But a winter trip to Mustique is something of a Middleton family tradition, and William has made a habit of joining them in recent years. This is Will and Kate’s seventh trip to Mustique together.

Last year they stayed at a fully staffed villa, Aurora House, which belongs to hedge-fund manager Mark Cecil, who along with his wife, Katie, was a guest at the royal wedding.

The patronage of the young royals is a coup for the Mustique Company, the private corporation that effectively owns the island, reviving the exclusive royal association with Princess Margaret, which did a great deal to make the word “Mustique” a byword for glamour and hedonism in the 1960s and '70s. In recent years the island has hosted holidaymakers such as Mick Jagger, Amy Winehouse, and Bill Gates, but an endorsement from a fresh generation of superstar royalty will do much to recall the island’s heyday.

Mustique is also famous for the omertà that ensures that very little celebrity tittle-tattle ever makes it off the island. The Mustique Company boasts that it is “dedicated to protecting the island’s privacy.”
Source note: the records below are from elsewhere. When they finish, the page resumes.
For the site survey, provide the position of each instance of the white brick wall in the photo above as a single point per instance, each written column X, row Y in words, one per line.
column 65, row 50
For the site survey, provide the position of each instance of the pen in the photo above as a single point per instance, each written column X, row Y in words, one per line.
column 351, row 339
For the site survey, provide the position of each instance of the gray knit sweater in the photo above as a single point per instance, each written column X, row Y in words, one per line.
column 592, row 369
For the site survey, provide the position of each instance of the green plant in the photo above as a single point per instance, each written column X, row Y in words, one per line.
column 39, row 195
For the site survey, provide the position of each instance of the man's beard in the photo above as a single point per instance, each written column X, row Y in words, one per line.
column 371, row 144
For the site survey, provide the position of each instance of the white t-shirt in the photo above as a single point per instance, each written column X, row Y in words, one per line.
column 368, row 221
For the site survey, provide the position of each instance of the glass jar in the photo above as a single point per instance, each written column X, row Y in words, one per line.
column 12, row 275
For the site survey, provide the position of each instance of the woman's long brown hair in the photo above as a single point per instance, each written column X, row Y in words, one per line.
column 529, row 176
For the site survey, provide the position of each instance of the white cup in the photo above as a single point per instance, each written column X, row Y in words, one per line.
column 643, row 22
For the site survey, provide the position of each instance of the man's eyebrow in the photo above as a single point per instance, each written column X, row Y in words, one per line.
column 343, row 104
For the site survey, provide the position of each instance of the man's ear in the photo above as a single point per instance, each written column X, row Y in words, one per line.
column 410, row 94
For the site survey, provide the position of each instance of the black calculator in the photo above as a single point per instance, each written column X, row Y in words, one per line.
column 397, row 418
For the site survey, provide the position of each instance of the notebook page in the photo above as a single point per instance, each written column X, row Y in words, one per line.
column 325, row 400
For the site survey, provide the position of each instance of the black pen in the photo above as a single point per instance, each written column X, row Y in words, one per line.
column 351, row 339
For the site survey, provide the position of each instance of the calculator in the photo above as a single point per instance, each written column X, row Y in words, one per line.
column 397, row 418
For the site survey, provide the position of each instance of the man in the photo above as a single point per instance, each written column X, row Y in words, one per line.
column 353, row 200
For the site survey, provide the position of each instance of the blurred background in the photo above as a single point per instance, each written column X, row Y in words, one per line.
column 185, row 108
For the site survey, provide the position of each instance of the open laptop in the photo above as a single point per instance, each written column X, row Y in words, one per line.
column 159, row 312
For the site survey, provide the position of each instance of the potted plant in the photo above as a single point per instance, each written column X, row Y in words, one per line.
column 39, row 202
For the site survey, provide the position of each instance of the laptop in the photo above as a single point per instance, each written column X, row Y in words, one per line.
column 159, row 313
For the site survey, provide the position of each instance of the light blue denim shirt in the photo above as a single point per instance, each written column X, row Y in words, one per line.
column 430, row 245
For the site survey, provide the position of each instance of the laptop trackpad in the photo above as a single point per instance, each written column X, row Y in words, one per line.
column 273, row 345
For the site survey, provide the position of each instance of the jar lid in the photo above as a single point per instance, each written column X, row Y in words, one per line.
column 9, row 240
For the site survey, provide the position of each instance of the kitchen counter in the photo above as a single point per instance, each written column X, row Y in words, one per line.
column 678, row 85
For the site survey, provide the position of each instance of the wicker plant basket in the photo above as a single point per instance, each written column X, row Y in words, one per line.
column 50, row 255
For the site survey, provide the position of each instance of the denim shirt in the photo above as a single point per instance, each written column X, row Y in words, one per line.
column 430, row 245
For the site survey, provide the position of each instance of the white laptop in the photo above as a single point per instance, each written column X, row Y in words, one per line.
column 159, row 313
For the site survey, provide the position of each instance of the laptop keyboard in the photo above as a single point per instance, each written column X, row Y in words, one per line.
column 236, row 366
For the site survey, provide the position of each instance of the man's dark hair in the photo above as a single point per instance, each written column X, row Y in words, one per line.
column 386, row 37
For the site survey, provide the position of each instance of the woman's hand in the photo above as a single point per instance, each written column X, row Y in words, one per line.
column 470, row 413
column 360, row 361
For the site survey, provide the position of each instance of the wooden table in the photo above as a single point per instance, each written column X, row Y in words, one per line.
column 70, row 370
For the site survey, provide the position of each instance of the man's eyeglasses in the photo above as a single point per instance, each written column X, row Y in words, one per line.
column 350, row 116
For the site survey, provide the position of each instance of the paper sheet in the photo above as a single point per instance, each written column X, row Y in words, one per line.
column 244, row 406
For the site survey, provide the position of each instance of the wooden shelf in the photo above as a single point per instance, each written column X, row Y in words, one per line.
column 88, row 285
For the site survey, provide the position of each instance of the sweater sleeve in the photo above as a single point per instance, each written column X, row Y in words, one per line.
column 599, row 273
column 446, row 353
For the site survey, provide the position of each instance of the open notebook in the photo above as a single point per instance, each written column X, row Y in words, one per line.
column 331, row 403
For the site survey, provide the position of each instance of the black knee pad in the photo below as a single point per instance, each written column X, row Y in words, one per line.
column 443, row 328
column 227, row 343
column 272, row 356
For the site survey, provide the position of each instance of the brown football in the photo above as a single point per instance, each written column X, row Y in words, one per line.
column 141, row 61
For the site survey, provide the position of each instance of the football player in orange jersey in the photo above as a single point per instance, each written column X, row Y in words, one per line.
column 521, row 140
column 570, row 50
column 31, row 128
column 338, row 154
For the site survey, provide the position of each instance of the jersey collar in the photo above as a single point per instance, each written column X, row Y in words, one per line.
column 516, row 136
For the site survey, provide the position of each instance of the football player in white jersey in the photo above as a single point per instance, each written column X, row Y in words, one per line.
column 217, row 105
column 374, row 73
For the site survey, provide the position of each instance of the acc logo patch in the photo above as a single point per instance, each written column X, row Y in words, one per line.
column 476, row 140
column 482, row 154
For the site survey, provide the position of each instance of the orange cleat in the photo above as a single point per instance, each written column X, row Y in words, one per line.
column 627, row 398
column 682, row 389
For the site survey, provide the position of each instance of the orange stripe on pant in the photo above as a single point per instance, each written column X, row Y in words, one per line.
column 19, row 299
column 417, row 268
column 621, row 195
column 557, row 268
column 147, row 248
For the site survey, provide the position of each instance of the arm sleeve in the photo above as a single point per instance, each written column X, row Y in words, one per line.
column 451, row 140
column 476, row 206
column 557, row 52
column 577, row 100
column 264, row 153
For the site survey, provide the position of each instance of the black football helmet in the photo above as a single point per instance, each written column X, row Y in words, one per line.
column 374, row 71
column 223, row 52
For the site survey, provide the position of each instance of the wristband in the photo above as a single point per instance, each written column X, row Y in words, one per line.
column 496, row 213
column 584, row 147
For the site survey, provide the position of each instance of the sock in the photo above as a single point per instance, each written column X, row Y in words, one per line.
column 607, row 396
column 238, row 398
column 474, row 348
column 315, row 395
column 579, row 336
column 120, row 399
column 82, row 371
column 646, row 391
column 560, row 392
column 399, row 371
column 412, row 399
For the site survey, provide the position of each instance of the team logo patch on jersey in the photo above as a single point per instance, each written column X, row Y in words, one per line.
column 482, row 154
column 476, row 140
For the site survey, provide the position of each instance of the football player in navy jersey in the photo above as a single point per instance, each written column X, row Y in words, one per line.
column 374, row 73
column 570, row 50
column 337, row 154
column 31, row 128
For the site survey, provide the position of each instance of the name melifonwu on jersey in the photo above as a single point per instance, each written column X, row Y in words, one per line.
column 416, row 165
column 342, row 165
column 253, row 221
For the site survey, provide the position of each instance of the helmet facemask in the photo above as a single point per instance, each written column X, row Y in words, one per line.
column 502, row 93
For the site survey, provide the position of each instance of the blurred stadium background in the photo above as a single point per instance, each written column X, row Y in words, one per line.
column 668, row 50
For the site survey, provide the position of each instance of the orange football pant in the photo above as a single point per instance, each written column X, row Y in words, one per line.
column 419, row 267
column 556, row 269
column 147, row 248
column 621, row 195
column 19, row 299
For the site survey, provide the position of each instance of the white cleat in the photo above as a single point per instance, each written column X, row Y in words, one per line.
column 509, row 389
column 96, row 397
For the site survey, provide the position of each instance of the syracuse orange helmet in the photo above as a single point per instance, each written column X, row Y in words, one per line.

As in previous years, the island will be more or less locked down for the latest royal visit, and other guests at the Caribbean hotspot will likely face a range of strictures to protect the Middletons’ privacy, including a ban on using the souped-up golf buggies (or “mules”) that are the main form of transport on the island. Guests will instead probably be required to be driven by taxi for the duration of the royal visit, ensuring that they can’t get near the Middleton compound without an invite, something that has irritated regulars in the past.

Don't expect to see any pictures. The chances of any mistake being made by the Mustique Company - of the type that might allow photos of the duchess sunbathing topless for example - to emerge from the trip are remote.